Aus meinen Brüsseler Tagen pflege ich zauberhafte Freundschaften, die zu regelmässigen Besuchen in die europäische Hauptstadt führen, wo ich gleichzeitig Beruf und Liebe verbinden kann. Die Natur der Visiten ist meist politischer oder privater Natur, weshalb für Ausstellungen nur wenig Zeit bleibt, was eine Schande ist, denn Bruxelles glänzt mit exzellenten Museen.
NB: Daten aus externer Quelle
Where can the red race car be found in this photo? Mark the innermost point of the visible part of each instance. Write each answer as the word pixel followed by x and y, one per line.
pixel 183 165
Deshalb war meine Freude umso grösser, endlich eine exklusive Führung durch das “House of European History” zu kriegen, in dem Gebäude, das lange Jahre die Krippe für den krabbelnden EU-Nachwuchs beherbergte. Die Ausstellung zur europäischen Geschichte ist ausserordentlich klug kuratiert – man bedenke: Europa hat es geschafft, sich auf vielerlei Narrative so zu einigen, dass Demokratie und Menschenrechte im Mittelpunkt stehen.  Die “Vortex of History” ist aus Stahl und Aluminium gebaut und verbindet als “Wortwirbel” höchst eindrücklich und kunstvoll alle Stockwerke miteinander. Getragen wird dies alles von einem Schweizer. Adolf Muschg verziert mit einem Zitat den ganzen obersten Stock: “Was Europa zusammenhält und was es trennt, ist das gemeinsame Gedächtnis.”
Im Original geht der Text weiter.